Ballarat could soon see its population rise under a new federal government plan for decongestion in major cities.
Population and Urban Infrastructure Minister Alan Tudge said this decentralisation is necessary, as growth in cities like Melbourne and Sydney had exceeded projections by 100 per cent in the past decade.
“The key issue here is the distribution of the growth rather than the growth number,” he said on ABC Breakfast on Tuesday morning.
“If we had a better distribution of the growth, we wouldn't have quite the same pressure that we have on Melbourne and Sydney and south-east Queensland.”
Mr Tudge said certain regional areas were “crying out for more workers”, which this plan would deliver.

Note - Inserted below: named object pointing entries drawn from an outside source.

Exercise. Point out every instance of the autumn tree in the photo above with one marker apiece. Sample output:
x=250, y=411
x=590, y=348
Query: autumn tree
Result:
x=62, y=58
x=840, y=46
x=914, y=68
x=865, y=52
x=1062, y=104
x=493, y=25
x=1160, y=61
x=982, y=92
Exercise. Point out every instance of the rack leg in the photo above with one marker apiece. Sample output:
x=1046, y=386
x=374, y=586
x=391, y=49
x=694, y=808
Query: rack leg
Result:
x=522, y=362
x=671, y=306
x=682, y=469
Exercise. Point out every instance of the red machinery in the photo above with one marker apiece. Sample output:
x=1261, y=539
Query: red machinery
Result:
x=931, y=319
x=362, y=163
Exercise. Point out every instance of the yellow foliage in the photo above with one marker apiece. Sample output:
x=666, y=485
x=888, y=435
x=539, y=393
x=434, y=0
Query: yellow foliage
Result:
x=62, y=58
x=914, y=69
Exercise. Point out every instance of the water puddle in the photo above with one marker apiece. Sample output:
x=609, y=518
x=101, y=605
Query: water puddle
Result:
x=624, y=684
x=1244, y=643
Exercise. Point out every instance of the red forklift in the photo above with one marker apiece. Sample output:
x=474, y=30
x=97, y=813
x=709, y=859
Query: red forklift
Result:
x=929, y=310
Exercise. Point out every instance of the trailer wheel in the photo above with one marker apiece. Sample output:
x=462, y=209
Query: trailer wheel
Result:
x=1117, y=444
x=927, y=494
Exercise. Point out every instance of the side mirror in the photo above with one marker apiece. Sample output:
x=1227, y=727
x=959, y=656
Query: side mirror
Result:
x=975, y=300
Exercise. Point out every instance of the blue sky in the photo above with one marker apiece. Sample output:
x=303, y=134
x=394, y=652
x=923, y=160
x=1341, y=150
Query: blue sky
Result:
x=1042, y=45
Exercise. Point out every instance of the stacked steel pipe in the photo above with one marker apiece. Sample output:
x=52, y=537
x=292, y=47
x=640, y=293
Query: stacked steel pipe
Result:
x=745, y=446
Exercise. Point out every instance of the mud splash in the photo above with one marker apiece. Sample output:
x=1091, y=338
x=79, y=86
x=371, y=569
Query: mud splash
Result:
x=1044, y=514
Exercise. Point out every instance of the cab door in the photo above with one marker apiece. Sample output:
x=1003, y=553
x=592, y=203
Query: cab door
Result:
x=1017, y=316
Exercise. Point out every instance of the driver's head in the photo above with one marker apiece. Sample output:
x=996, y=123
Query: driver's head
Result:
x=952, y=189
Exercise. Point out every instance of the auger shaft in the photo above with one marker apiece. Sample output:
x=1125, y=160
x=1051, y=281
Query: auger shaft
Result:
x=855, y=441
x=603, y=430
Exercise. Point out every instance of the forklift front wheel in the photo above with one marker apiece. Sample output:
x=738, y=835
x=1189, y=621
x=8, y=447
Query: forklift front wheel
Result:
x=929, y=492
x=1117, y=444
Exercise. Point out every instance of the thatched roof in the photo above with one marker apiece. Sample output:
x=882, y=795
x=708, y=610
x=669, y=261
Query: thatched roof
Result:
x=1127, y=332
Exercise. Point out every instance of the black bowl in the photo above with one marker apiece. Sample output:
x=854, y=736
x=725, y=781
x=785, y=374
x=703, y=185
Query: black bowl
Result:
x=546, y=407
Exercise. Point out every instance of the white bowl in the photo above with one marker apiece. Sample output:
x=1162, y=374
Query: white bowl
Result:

Gorton member Brendan O'Connor has hit out at the proposal, saying there needed to be an independent panel to investigate labour shortages in these regional and rural areas to assess the impact of temporary foreign workers on Australian job hunters.
“Clearly, the idea that you just move people around out of capital cities – particularly when there are not job opportunities in those regions – is not a sufficient plan to ease congestion in our cities,” he said.
“We need a much more considered approach to easing infrastructure pressures.”
Victorian Premier Daniel Andrews has lent his voice to the debate, saying he is “not about telling people where they should live.”
Sixty per cent of Australia’s population growth comes from migrants, with almost 90 per cent of skilled migrant workers gravitating to Sydney and Melbourne.
City of Ballarat’s director of community development Neville Ivey has endorsed the plans, saying “this is just one of a number of initiatives which has been developed to ensure cultural diversity is used as an advantage to assure community harmony, a sense of belong and a place for all.”
“Ballarat as a whole welcomes and embraces the idea of our city as a progressive settlement destination and we have not shied away from our intentions to be a leading regional settlement destination,” he said.
Mr Ivey also pointed towards an influx of both skilled and unskilled workers as a large positive to fill job voids.
Under Mr Tudge’s proposal, some migrants may be forced to live outside of major metropolitan cities like Melbourne for up to five years.